After HDFS authorization is enabled, only users who are granted the relevant permissions can access HDFS and perform operations such as reading data or creating folders.

Go to the Configure tab for HDFS

  1. Log on to the Alibaba Cloud EMR console.
  2. In the top navigation bar, select the region where your cluster resides and select a resource group based on your business requirements.
  3. Click the Cluster Management tab.
  4. On the Cluster Management page, find your cluster and click Details in the Actions column.
  5. In the left-side navigation pane, choose Cluster Service > HDFS.
  6. Click the Configure tab.
    Note
    • For a cluster deployed in Kerberos security mode, HDFS permissions are configured by default (with umask set to 027). You do not need to configure HDFS authorization and restart HDFS.
    • For other clusters, you must configure HDFS authorization and restart HDFS.

Configure HDFS authorization

Configure the following HDFS authorization parameters:

  • dfs.permissions.enabled

    Specifies whether to enable permission check. Even if the parameter is set to false, the system checks the related permissions when you run the chmod, chgrp, chown, or setfacl command.

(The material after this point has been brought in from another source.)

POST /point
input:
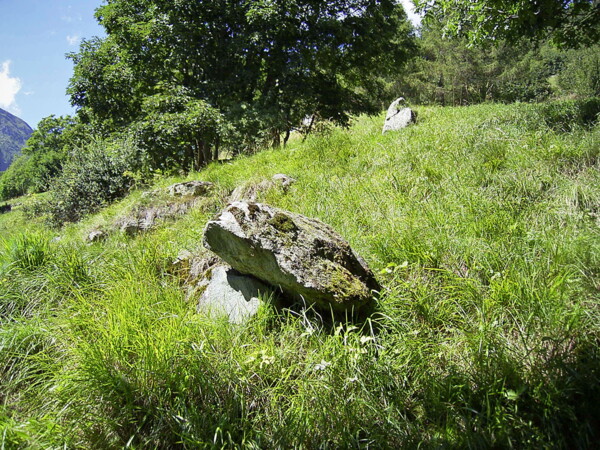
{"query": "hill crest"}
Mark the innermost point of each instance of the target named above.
(14, 132)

  • dfs.datanode.data.dir.perm

    Permissions of data nodes on local directories. Default value: 755.

  • fs.permissions.umask-mode
    • Permission mask. This is a default setting specified when you create a file or folder.
    • File creation: 0666 & ^umask.
    • Folder creation: 0777 & ^umask.
    • The default umask value is 022. If the default value is used, the permission for file creation is 644 (0666 & ^022 = 644), and the permission for folder creation is 755 (0777 & ^022 = 755).
    • The default umask value of EMR clusters deployed in Kerberos security mode is 027. If you use such clusters, the permission for file creation is 640, and the permission for folder creation is 750.
  • dfs.namenode.acls.enabled
    • Specifies whether to enable support for access control lists (ACLs). After you set this parameter to true, you can control the permissions of owners, groups, and other users.
    • Commands for configuring an ACL:
      hadoop fs -getfacl [-R] <path>
      hadoop fs -setfacl [-R] [-b |-k -m |-x <acl_spec> <path>] |[--set <acl_spec>   <path>]
      Example:
      su test
       # Create a folder as user test.
       hadoop fs -mkdir /tmp/test
       # View permissions on the created folder.
       hadoop fs -ls /tmp
       drwxr-x---   - test   hadoop          0 2017-11-26 21:18 /tmp/test
       # Configure an ACL and grant user foo rwx permissions.
       hadoop fs -setfacl -m user:foo:rwx /tmp/test
       # View permissions on files. The plus sign (+) indicates that an ACL is configured.
       hadoop fs -ls  /tmp/
       drwxrwx---+  - test   hadoop          0 2017-11-26 21:18 /tmp/test
       # View the ACL.
        hadoop fs -getfacl  /tmp/test
        # file: /tmp/test
      # owner: test
      # group: hadoop
      user::rwx
      user:foo:rwx
      group::r-x
      mask::rwx
      other::---
  • dfs.permissions.superusergroup

    The name of the superuser group. All users in this group are superusers.

Restart HDFS

  1. After you configure the HDFS authorization parameters, choose Actions > Restart All Components in the upper-right corner of the HDFS page.
  2. In the Cluster Activities dialog box, configure relevant parameters and click OK. In the Confirm message, click OK.
    Click History in the upper-right corner to view the task progress.

Remarks

  • The umask value can be changed as needed.
  • HDFS is a basic service. Many services such as Hive and HBase rely on HDFS. Therefore, before you configure these upper-layer services, you must configure HDFS authorization first.
  • If HDFS authorization is configured, make sure that log paths are configured for related services, for example, /spark-history/ for Spark and /tmp/$user/ for YARN.
  • sticky bit
    You can set a sticky bit for a folder to prevent users other than superusers, file owners, and directory owners from deleting files or sub-folders in the folder (even if the users have rwx permissions on the folder).
    # Add 1 to the first place.
    hadoop fs -chmod 1777 /tmp
    hadoop fs -chmod 1777 /spark-history
    hadoop fs -chmod 1777 /user/hive/warehouse